Donnerstag, 17. Juli 2025

Das West-Traumschiff unter Ost-Flagge

 


 
 
 
ISBN : 9783463000701
Gebundenes Buch 304 Seiten
Verlag : ROWOHLT Kindler
Erscheinungsdatum : 15.07.2025
Genre : Roman 
Werbung (gemäß §2 Nr.5 TMG)  
 
 
 
 
 
 
 

Das West-Traumschiff unter Ost-Flagge

 

Auf den Messern, Gabeln und Löffeln der Arkona prangte immer noch der Schriftzug Astor – so hatte das Schiff geheißen, als es noch unter Westflagge gefahren war.“ (S. 23)

Für Ronni geht ein Traum in Erfüllung, als er 1988 als Restaurantstewart auf der MS Arkona anheuert, dem Kreuzfahrtschiff der DDR. Obwohl er aus Dresden stammt, hat er immer von der Seefahrt geträumt. Dank harter Arbeit und Beziehungen (sein Onkel Alex ist ein hohes Tier in der Partei) wird dieser Traum Realität.

Bereits auf seiner dritte Fahrt geht es nach Skandinavien. Die DDR verchartert das Schiff samt Besatzung regelmäßig an die TUI, um dringend benötigte Devisen zu erwirtschaften.

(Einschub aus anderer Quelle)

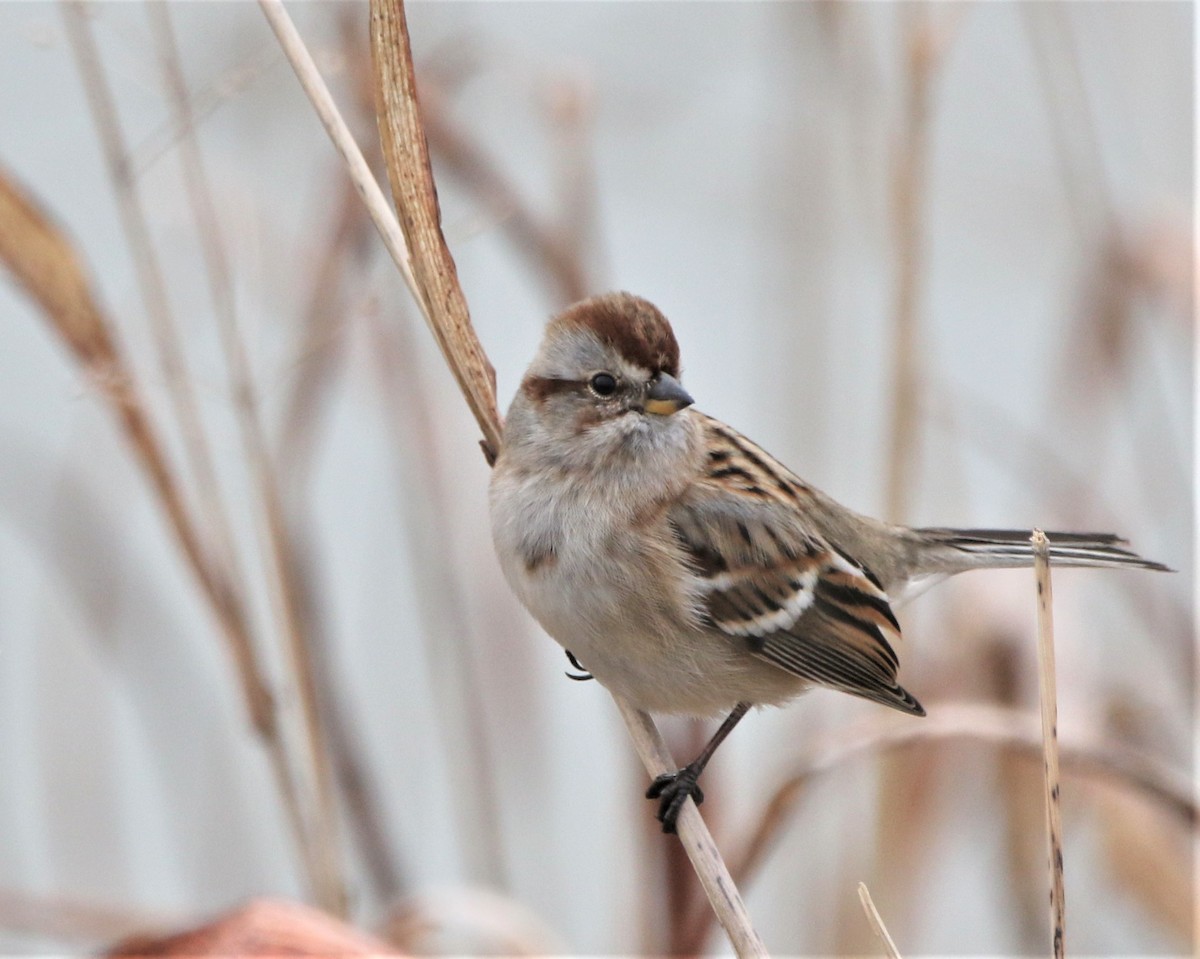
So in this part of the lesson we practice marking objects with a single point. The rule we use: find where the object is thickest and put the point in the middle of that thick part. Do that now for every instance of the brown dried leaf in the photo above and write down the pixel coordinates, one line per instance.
(43, 263)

Die Arkona ist im Westen äußerst beliebt, da sie früher unter dem Namen Astor als Originalschauplatz für die beliebte ZDF-Serie „Das Traumschiff“ diente.

An Bord lernt Ronni die Frankfurter Jurastudentin Sabine kennen. „Sie fiel auf durch ihre Bescheidenheit und Unangepasstheit, dass imponierte ihm.“ (S. 33) – und weil sie im Gegensatz zu den anderen Gästen fast ausschließlich Schwarz trägt. Sie reist in Begleitung ihrer Tante Hilde, die schnell erkennt, dass sich zwischen den beiden jungen Menschen etwas entwickelt. Doch eine Beziehung zwischen Ost und West ist offiziell verboten – und die Stasi hat auch auf See ihre Spitzel.

 

Ralf Günther hat den Titel für seinen Roman perfekt gewählt, denn grenzenlos erscheinen Ronni und Sabine die 10 Sommertage auf See wirklich. Sie sind jung und verliebt, aber ihnen ist auch klar, dass sie nie mehr als diese eine gemeinsame Fahrt haben werden. Also nutzen sie jede kostbare Minute. „Es gibt nicht viele Orte auf diesem Schiff, wo man einigermaßen unbeobachtet sein kann.“ „Dann teilen wir eine Vorliebe. Ich bin auch gern allein. Und unbeobachtet.“ (S. 50) Doch das bleibt nicht unbemerkt. Ronnis Brigadeleiter meldet die sich anbahnende Beziehung dem Politoffizier. Trotz seines Schutzes durch Onkel Alex gerät Ronni unter Druck: Er soll Sabine, und vor allem Tante Hilde, aushorchen, deren Vergangenheit für die DDR von besonderem Interesse ist.

 

Bis zu dieser Begegnung hat Ronni die DDR nie infrage gestellt. Doch die Begegnung mit Sabine eröffnet ihm einen neuen Blick auf die Realität, und ihre vorsichtige, stille Annäherung verändert seine Perspektive. Im Bordkino zeigt er ihr heimlich „Die Legende von Paul und Paula“, damit sie ein Gefühl für seine Welt bekommt. Zwischen ihnen entspinnt sich eine zarte, glaubwürdige Liebesgeschichte, gefördert von der lebenserfahrenen Hilde. Sie fungiert als Vermittlerin zwischen den beiden Welten und macht Sabine deutlich, wie gefährlich die Situation für Ronni werden kann. Aber sie will auch, dass diese Liebe eine echte Chance hat – trotz der wachsamen Augen der Stasi.

 

Sabine und Ronni machen in der kurzen Zeit eine spürbare Entwicklung durch, aber mein heimlicher Star ist Hilde mit ihren bunten Flattergewändern, ihrer forschen Art und ihrer Lebenderfahrung. Auch Ronnis Onkel ist eine faszinierende Figur. Erst spät habe ich erkannt, wen Ralf Günther mit ihm meint – dabei waren die Hinweise für ein Kind der DDR eigentlich unübersehbar.

Die historischen Hintergründe, von der Devisenbeschaffung über politische Strukturen bis hin zur subtilen Überwachung durch die Stasi, sind klug in die Handlung verwoben und geben dem Roman Tiefe und Authentizität.

 

Fazit: Eine berührende Liebesgeschichte vor dem eindrucksvoll geschilderten Hintergrund eines geteilten Landes. Sie verbindet persönliche Schicksale mit politischer Realität – sensibel, spannend und voller Atmosphäre.